Seksualitas bukan hanya reaksi fisik tubuh, tapi juga berkaitan dengan aspek psikologis, seperti perasaan dan pengalaman masa lalu. Konsep ini disebut dengan psikoseksual. Telusuri lebih dalam bagaimana psikologi bisa memengaruhi perkembangan seksual seseorang.
Apa itu psikoseksual?
Psikoseksual adalah istilah yang merujuk pada hubungan antara aspek psikologis dan seksualitas seseorang. Seksualitas sendiri berkaitan dengan ketertarikan dan orientasi seksual.
Konsep ini menekankan bahwa seksualitas tidak hanya dipengaruhi oleh faktor biologis, seperti anatomi atau hormon, tetapi juga faktor psikologis, seperti perasaan, kepribadian, dan pengalaman masa lalu.
Teori ini pertama kali dipopulerkan oleh Sigmund Freud yang menyatakan bahwa perkembangan kepribadian seseorang dipengaruhi oleh cara mereka mengelola dorongan seksual di setiap tahap kehidupan.
Sigmund Freud membagi tahapan perkembangan psikoseksual menjadi 5 tahap, dimulai sejak bayi hingga dewasa.
- Tahap oral (0 – 1 tahun). Sumber kesenangan pada tahap oral dimulai melalui mulut. Bayi akan merasa senang saat menyusu atau menggigit sesuatu.
- Tahap anal (1 – 3 tahun). Pada tahap anal, anak mulai belajar untuk mengontrol dan menahan dorongan untuk buang air.

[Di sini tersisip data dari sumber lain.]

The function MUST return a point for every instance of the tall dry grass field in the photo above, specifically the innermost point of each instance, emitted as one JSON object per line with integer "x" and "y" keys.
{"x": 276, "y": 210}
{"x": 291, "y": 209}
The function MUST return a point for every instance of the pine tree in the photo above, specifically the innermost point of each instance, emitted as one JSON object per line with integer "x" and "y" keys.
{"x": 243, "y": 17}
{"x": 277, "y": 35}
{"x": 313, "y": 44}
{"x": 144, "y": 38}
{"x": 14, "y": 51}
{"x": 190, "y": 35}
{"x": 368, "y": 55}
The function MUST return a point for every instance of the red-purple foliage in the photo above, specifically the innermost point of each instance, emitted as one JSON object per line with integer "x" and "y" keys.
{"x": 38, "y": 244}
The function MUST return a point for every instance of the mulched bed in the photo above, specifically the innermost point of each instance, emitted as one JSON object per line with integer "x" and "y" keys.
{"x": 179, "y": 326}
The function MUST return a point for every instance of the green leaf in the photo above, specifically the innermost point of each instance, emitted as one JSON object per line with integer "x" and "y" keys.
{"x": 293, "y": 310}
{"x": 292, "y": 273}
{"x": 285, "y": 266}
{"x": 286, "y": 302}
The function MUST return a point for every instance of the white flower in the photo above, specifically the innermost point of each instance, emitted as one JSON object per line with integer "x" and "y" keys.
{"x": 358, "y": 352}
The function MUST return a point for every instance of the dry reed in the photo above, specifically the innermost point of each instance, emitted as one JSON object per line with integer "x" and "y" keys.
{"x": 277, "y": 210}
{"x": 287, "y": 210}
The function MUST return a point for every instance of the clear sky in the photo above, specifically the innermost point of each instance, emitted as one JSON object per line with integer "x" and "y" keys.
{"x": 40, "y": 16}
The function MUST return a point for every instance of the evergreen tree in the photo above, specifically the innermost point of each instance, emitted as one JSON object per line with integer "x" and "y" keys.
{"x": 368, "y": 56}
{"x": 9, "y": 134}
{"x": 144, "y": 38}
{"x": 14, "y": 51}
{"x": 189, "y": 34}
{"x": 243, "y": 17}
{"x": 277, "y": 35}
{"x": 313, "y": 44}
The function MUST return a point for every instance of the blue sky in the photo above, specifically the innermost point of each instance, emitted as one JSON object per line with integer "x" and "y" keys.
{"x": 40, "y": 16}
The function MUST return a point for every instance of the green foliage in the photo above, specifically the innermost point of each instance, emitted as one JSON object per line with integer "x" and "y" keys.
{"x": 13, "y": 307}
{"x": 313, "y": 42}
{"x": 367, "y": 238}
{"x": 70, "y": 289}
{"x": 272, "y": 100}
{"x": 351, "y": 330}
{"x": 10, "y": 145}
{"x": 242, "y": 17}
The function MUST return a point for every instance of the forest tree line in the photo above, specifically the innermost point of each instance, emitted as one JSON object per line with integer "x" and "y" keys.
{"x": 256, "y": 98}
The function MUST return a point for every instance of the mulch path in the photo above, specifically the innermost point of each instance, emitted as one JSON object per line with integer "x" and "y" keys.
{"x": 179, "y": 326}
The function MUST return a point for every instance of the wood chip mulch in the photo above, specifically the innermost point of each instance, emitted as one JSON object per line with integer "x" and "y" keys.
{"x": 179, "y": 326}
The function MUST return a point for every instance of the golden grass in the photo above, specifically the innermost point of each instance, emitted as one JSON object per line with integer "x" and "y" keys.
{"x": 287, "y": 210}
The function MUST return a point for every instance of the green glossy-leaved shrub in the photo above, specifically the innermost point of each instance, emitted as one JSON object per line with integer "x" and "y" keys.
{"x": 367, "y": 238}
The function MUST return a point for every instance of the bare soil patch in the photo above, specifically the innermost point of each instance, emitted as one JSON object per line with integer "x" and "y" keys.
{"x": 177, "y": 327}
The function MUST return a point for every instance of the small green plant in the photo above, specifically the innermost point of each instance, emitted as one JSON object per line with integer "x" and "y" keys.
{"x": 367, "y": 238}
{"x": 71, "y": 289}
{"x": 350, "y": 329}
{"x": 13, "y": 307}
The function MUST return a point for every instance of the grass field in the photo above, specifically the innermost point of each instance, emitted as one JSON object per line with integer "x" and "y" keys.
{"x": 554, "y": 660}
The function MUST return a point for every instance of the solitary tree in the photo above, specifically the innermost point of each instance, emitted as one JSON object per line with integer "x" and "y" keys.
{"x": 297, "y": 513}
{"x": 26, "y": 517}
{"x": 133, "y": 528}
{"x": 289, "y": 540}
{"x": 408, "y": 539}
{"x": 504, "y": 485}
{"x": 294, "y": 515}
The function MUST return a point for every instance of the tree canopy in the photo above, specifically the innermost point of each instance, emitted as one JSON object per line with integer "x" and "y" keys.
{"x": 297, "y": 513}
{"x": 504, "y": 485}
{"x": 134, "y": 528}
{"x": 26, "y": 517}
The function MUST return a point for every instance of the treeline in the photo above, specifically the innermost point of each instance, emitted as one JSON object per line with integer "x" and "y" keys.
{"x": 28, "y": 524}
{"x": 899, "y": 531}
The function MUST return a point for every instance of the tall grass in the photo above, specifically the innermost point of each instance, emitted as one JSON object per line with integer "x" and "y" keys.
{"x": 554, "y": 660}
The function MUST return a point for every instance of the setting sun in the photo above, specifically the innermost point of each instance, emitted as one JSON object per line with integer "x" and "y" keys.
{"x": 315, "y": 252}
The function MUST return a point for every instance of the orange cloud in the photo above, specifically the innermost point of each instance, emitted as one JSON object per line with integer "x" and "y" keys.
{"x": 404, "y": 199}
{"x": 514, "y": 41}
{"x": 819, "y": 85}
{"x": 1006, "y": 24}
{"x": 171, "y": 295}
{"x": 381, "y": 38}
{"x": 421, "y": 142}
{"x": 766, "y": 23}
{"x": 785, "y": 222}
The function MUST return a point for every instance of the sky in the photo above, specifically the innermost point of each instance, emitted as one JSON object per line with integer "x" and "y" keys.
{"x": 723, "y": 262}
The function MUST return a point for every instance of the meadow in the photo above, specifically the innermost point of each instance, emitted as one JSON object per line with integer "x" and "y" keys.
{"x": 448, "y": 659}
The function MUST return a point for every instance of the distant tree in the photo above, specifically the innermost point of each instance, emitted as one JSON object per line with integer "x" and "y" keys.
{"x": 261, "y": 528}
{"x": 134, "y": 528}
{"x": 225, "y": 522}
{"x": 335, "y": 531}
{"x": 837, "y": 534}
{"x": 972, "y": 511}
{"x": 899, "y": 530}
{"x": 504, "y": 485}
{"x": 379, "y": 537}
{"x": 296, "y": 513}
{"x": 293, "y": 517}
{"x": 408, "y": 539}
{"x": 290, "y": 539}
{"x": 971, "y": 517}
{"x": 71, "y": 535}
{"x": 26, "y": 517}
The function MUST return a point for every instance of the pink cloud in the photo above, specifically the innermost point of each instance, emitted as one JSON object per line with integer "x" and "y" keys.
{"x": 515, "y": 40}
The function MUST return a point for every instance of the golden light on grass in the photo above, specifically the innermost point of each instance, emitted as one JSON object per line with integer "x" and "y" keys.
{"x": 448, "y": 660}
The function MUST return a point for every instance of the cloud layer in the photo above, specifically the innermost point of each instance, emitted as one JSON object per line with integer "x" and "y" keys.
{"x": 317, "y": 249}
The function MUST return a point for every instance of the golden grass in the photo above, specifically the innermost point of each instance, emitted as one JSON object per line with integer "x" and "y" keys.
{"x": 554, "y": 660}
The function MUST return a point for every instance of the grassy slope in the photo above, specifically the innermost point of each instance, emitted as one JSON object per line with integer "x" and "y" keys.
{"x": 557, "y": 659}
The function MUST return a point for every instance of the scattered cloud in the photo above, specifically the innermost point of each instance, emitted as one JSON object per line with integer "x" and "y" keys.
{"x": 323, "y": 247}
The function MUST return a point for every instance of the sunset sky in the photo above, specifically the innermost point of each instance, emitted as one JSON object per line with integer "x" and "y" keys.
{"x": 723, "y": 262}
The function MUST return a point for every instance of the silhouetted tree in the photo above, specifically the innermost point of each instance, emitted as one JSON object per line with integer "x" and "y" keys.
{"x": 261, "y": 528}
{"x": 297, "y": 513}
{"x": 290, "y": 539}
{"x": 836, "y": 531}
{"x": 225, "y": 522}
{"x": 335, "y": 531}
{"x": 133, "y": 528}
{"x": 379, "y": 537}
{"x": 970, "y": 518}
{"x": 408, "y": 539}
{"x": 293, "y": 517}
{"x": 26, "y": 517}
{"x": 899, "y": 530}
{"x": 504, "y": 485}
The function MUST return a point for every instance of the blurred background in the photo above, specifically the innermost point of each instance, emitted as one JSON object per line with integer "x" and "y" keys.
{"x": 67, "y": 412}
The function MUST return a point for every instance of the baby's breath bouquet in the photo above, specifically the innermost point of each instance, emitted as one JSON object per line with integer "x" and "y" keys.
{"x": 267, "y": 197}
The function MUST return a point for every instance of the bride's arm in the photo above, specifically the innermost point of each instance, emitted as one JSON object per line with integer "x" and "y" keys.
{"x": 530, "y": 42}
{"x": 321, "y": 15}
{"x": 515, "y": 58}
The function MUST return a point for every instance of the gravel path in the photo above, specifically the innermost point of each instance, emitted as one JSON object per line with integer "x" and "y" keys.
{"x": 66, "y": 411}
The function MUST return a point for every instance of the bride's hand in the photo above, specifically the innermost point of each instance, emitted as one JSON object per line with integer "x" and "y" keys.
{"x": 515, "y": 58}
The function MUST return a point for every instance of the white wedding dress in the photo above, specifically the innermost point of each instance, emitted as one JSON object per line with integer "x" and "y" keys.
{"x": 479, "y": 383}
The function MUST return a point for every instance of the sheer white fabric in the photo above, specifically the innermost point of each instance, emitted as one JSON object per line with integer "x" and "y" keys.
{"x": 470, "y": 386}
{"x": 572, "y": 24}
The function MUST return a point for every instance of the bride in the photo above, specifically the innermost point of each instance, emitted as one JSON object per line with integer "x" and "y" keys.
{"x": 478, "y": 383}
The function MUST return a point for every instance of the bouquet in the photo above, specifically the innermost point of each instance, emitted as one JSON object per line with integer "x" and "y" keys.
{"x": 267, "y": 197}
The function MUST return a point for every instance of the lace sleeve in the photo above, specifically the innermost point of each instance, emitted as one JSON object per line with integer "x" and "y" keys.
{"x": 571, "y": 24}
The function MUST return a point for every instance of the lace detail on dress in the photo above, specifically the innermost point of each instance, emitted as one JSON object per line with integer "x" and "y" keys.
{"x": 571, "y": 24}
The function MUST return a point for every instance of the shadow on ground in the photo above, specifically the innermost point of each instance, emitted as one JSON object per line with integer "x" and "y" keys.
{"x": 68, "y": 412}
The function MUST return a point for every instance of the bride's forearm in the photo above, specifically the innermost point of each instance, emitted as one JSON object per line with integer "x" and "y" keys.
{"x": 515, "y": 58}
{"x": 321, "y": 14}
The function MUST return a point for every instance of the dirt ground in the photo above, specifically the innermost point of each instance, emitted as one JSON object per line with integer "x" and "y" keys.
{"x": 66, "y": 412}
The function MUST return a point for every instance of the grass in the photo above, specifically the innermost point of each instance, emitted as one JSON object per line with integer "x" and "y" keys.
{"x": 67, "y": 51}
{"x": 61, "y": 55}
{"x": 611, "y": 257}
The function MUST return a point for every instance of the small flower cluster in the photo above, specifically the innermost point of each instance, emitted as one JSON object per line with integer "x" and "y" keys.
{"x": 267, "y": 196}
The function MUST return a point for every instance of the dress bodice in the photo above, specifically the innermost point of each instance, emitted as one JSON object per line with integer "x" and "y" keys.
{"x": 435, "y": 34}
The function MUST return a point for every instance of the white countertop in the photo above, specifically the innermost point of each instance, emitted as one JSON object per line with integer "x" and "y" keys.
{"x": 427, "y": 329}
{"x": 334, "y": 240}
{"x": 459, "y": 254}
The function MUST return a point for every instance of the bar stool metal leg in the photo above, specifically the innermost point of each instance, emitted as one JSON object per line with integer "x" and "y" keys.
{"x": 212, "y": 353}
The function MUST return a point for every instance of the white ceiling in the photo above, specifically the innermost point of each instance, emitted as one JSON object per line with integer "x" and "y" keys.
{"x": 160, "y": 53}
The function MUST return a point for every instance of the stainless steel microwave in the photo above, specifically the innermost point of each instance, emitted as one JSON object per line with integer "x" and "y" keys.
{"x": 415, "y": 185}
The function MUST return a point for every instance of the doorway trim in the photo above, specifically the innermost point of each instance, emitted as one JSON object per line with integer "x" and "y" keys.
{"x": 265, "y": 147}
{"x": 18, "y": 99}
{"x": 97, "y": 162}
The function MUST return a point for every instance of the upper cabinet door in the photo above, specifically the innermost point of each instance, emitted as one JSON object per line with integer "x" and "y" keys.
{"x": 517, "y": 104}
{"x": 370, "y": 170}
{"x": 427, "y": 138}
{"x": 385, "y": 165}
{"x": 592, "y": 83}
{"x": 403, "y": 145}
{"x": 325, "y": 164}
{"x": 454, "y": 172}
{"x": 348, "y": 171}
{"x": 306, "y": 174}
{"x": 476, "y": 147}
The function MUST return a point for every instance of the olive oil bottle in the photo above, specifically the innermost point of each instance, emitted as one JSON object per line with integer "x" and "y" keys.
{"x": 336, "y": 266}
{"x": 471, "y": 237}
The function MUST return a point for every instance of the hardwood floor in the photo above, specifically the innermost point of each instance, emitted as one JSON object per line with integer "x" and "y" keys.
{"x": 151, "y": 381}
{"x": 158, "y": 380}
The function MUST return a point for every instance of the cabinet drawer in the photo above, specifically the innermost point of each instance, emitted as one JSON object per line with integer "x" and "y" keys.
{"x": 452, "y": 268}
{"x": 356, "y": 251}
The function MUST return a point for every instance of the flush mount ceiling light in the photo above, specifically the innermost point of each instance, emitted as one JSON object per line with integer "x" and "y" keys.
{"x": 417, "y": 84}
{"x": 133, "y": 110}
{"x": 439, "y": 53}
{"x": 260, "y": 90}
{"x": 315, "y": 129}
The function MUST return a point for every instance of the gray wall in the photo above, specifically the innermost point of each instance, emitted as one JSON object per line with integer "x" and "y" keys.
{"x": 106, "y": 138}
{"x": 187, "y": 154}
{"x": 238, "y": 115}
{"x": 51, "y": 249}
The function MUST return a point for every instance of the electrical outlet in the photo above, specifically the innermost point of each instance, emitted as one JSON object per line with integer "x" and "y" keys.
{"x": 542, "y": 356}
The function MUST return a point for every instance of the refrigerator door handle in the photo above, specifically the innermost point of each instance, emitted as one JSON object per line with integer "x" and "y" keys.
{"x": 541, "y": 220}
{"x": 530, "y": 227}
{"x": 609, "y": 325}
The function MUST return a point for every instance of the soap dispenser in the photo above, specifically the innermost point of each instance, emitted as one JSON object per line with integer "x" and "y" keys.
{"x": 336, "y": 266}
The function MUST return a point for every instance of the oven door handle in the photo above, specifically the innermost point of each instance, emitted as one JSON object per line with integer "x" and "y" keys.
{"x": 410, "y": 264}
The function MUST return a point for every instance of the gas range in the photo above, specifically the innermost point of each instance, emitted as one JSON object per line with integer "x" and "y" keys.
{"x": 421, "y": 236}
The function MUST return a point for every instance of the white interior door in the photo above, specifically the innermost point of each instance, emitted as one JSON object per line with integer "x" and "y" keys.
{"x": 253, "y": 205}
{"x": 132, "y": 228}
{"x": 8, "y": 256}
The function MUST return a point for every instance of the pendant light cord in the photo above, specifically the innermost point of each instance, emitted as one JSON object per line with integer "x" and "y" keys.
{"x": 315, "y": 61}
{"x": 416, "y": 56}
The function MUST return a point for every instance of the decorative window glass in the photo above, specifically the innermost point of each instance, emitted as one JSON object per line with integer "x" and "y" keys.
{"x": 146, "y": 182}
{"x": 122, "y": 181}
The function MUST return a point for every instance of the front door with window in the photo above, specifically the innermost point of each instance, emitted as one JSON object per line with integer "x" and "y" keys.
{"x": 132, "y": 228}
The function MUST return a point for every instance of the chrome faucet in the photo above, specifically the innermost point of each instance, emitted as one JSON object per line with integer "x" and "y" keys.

- Tahap phallic ( 3 – 6 tahun). Pada fase phallic, anak mulai merasa ingin tahu tentang tubuhnya dan mulai sadar dengan perbedaan gender.
- Tahap laten (6 – 12 tahun). Anak akan lebih fokus pada perkembangan keterampilan sosial, hobi, dan pendidikan. Pada masa ini, anak akan belajar untuk berteman dan bermain dengan anak-anak lainnya.
- Tahap genital (12 tahun ke atas): Pada tahap ini, seseorang sudah matang secara seksual dan muncul ketertarikan dengan lawan jenis.
Pengaruh psikologi terhadap seksualitas
Berikut ini beberapa contoh bagaimana faktor psikologis dapat memengaruhi seksualitas dan perkembangan kepribadian seseorang.
1. Pola asuh dan pengalaman masa kecil
Dikutip dari Simply Psychology, Freud mengungkapkan bahwa 5 tahun pertama kehidupan sangat penting dalam membentuk kepribadian seseorang saat dewasa.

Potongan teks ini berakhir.